The appeal was signed by United States international Bobby Wood, the entire squads of Bundesliga clubs Borussia Monchengladbach, Borussia Dortmund, Hoffenheim, Schalke, Werder Bremen and Freiburg, Union Berlin star Max Kruse and Germany internationals Jonas Hector and Niklas Stark, and Germany women’s internationals Alexandra Popp and Almuth Schult.

“There were clubs like Union Berlin who were really supportive of this.

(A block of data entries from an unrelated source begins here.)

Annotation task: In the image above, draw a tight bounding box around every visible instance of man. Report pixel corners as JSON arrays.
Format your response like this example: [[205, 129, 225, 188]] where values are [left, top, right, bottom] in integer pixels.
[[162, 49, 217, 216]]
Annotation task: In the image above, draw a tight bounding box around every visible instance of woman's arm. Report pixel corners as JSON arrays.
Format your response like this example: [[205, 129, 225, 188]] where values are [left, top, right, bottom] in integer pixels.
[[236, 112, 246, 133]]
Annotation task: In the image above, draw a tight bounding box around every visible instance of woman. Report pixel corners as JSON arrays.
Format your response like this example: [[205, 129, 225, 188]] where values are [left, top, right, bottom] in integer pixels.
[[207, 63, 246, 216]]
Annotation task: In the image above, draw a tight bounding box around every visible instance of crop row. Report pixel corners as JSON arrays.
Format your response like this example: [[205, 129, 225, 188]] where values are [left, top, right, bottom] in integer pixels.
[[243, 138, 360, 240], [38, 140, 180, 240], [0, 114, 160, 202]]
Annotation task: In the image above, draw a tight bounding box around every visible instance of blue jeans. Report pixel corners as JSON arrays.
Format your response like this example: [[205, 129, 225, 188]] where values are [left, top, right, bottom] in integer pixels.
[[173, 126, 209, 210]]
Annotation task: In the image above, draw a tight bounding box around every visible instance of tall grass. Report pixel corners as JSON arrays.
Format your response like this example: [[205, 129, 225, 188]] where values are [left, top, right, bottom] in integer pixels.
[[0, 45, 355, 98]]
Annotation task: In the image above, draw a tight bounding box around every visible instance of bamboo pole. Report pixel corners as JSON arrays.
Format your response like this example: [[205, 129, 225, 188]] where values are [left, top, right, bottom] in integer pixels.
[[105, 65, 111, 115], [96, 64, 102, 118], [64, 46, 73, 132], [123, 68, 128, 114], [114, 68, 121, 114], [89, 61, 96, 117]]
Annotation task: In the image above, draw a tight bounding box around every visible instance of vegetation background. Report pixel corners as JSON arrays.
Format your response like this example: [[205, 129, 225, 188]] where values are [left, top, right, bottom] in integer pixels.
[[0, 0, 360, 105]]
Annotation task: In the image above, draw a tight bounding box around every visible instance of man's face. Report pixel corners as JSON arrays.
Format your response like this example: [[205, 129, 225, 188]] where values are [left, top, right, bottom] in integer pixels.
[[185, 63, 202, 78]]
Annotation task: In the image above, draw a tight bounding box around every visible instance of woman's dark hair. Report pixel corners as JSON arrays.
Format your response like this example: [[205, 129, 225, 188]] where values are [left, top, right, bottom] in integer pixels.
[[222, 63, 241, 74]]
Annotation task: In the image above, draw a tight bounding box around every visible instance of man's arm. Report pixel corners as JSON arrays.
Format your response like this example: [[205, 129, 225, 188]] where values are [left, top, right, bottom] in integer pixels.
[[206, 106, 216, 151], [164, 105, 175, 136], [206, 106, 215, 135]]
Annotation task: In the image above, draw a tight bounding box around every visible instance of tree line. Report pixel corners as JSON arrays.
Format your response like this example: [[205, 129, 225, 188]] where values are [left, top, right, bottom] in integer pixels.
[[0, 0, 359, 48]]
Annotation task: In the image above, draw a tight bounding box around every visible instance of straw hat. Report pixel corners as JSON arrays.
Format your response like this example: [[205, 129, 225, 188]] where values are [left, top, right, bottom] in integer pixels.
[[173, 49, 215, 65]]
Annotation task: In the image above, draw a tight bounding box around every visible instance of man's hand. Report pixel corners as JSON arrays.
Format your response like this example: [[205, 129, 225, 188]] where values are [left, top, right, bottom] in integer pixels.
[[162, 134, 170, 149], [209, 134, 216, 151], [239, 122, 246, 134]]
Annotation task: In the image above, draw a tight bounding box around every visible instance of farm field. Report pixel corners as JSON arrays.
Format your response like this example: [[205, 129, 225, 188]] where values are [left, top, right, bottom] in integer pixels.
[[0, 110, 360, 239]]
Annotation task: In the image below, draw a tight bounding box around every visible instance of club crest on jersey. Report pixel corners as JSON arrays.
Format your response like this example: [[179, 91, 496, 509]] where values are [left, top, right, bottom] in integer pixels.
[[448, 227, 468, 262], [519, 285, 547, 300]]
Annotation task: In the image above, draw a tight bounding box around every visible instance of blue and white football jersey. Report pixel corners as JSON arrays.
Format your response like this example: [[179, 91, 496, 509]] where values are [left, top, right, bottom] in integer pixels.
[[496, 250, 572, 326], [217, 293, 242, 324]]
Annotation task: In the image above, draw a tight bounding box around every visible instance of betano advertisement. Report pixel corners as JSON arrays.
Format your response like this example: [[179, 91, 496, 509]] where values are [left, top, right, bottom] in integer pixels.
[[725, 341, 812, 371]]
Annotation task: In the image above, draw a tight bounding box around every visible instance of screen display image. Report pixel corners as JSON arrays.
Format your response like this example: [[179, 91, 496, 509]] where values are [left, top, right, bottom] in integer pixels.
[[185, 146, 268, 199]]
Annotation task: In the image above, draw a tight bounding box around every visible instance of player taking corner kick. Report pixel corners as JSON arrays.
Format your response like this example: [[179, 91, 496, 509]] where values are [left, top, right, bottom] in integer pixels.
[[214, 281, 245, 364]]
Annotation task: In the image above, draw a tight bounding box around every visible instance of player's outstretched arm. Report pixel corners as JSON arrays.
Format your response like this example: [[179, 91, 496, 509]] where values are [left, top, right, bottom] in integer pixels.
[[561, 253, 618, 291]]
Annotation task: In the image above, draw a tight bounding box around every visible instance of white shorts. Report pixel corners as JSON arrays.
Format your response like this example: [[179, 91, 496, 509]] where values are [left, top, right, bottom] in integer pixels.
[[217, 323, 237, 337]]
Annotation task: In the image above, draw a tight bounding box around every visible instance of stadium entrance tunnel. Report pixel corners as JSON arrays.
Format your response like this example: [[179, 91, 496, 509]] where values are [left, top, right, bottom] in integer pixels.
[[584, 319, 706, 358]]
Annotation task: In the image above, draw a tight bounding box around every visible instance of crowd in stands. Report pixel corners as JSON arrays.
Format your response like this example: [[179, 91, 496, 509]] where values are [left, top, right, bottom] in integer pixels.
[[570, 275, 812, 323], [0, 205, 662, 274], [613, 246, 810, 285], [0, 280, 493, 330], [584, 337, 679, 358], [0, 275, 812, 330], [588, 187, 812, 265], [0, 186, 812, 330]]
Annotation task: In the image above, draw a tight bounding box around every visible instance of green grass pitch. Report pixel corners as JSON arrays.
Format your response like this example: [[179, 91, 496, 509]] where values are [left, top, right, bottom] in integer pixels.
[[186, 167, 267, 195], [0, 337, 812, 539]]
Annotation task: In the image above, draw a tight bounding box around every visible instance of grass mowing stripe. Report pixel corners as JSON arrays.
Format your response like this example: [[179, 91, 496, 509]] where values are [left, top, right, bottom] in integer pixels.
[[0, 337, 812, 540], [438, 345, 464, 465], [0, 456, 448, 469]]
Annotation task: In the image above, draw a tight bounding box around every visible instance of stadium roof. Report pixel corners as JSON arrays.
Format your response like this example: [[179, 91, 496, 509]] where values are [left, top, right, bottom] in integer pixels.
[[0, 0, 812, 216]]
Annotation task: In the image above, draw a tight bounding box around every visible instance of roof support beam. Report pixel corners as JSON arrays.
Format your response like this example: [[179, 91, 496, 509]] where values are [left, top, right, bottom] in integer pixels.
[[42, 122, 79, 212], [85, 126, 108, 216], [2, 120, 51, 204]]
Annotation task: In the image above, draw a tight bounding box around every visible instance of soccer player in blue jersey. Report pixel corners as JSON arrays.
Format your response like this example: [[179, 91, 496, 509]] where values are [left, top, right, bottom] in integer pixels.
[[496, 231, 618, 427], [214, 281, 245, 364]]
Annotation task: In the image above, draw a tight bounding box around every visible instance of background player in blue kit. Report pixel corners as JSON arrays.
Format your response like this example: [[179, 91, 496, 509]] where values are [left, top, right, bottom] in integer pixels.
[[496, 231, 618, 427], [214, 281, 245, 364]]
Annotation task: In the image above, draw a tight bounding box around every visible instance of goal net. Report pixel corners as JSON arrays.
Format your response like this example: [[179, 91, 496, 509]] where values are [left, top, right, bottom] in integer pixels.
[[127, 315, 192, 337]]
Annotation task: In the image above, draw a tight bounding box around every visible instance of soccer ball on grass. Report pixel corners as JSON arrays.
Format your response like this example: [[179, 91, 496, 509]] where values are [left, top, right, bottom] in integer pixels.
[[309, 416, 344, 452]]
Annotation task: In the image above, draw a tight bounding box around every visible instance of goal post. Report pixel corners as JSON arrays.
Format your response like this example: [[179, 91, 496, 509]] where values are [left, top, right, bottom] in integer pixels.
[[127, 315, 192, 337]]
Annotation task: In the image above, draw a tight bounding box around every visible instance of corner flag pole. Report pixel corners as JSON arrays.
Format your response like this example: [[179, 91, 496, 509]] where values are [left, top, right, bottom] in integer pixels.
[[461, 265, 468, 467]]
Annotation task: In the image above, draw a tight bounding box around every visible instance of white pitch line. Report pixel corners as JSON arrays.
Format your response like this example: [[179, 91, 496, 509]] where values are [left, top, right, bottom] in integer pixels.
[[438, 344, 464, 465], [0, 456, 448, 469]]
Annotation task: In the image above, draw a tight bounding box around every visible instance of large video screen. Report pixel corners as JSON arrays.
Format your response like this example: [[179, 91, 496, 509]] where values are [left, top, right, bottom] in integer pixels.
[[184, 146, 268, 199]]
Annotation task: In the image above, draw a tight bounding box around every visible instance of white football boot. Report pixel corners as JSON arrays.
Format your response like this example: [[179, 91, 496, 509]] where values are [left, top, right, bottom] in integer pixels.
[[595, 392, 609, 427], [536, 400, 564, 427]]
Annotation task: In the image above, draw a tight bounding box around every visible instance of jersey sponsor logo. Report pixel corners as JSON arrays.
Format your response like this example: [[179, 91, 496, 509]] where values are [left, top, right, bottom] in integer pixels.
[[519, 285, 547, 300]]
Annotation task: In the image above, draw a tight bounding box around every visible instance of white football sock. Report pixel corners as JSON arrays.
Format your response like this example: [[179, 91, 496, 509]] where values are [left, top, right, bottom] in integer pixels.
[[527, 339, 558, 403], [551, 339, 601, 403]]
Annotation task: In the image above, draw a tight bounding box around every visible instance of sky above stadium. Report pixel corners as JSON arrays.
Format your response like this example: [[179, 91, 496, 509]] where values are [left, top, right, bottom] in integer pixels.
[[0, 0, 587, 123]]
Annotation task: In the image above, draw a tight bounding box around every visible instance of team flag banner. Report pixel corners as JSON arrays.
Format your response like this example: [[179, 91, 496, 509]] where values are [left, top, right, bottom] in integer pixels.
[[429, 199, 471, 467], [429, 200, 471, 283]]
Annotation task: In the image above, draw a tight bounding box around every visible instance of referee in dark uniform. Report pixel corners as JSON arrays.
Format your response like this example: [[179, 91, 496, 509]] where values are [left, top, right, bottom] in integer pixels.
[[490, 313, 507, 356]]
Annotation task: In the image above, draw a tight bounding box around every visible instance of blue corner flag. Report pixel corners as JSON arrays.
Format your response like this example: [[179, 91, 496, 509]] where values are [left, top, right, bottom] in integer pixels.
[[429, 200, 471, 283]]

And there were others where teams had to position themselves at first,” Philipp Koster, 11 Freunde editor-in-chief, told ESPN. “Some clubs said they would not be part of it and they stated their reasons.”

Philipp Bommer of Hertha Junxx, the first gay fan club in Bundesliga, formed in 2001, told ESPN that the appeal was “incredibly important for players and an important signal for both fans and society.”

Meanwhile, former Germany captain Philipp Lahm has said that he would not advise gay footballers to address their sexual orientation.

“People with an inhumane attitude will also be under the tens of thousands of people coming together in a football stadium. From the anonymity of the crowd they would insult and defame players with another sexual orientation,” he wrote in Bild. “Would a player be able to cope with it, and if so, for how long?”

But Koster told ESPN that Lahm might be unaware of recent developments inside the fan scenes where several leading ultra groups have worked actively against racism and xenophobia, and that discriminating chants, common until the late 1990s, have become a rarity.

Bommer added: “Symbolism is important, but it’s even more important that those players protect their teammates and opponents should there be a coming out and when there are hostilities in or outside the stadium.”